Watching opera is something like watching baseball – it has a pace all of its own, and generally for optimal experiencing thereof requires viewers to align themselves with that pacing. Wagner, then, is the American League of opera – through various inventions intended to beef up the offense, instead what we get is an overly long often excruciatingly boring outcome. Though I didn’t fall asleep – I definitely zoned out a bit during the first act, but once I got used to the thing I was actually more awake/attentive then I even wanted to be for the second and third acts. Several of the singers were really quite good, no stand-outs for me though, and the band, as usual, was pretty well astounding (though I admit that the level of astonishment is related to the fact that the Deutsche Oper is the “second” opera in Berlin, and the depth of insanely high-quality musicians in Berlin is probably second only to London in the world (though I’m not expert on that matter)).
Getting back to subversion, then, it seems to me that there are aspects of
Lohengrin that are probably rife for the subverting, and this staging struck me as mostly conservative. Especially when you have a German king singing heroically about the power of Germans, and the need to re-crush the Hungarians (
Lebensraum, anybody?) and the giant stage-large chorus singing “Sieg! Sieg! Sieg! Heil! Heil! Heil!” The military costumes were just sort of ambiguous 19th century outfits, and the set itself was a lazy quasi-expressionistic sort of thing. Though, of course, there’s no need, as such, for subversion, just opportunity. So, if this was a “serious” staging, then fine…

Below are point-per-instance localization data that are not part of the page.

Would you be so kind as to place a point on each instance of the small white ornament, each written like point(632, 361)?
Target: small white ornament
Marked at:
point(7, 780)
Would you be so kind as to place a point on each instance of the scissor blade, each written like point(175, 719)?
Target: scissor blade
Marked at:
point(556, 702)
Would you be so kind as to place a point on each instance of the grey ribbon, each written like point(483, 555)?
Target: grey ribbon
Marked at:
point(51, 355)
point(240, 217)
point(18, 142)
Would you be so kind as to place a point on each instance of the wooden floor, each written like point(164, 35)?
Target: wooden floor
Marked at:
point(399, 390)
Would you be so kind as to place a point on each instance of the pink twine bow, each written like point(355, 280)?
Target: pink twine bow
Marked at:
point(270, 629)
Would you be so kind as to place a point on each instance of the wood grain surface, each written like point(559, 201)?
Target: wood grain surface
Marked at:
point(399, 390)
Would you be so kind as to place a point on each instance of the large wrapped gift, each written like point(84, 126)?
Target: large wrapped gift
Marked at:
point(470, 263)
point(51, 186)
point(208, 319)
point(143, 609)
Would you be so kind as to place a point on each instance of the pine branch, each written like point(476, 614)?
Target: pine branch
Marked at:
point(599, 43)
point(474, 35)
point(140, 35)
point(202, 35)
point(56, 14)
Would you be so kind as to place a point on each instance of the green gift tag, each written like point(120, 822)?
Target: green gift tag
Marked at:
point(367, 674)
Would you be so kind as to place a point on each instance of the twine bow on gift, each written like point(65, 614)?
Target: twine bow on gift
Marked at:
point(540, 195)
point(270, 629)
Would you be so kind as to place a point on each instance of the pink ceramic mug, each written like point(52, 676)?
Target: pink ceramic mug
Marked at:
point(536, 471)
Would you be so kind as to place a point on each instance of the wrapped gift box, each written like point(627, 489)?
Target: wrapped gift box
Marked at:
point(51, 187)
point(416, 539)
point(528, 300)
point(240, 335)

Except for the Lohengrin himself. In what is easily the strangest costuming decision I have ever seen, Lohengrin appeared in the first act (the libretto calls for him to show up in brilliantly shining metallic armor) wearing what I think might best be described as astronaut pajamas. He was in silver moon boots (recalling, for me, terribly specifically, the white army surplus winter boots of a certain particularly hickish member (“What’s the difference between [him] and a popular camping snack?’) of our Boy Scout Troop (is that public knowledge, that we were Boy Scouts? I guess it is)), silver stretch pants, and close-fitting amateurish-looking cardboard chest armor. And carrying a giant sword with both hands. Absolutely foolish looking.
To me, there’s no way that they could have been doing anything here but been trying to subvert the uebermensch character. This, of course, fails to do so, because even in astronaut pajamas, the way the man sings and what he sings doesn’t change, and that still carries the majority of the impression. And, again, I’m leaving plenty of blanks here, but the abject goofiness of Lohengrin’s external appearance ended up just leaving me confused and I guess a bit angry. I guess, when I think of subversive actions, I think of actions intended to raise questions, and this particular event (especially given that it could have simply been a bad choice and not a political comment) failed to raise any questions other than “What the hell were/are they thinking?”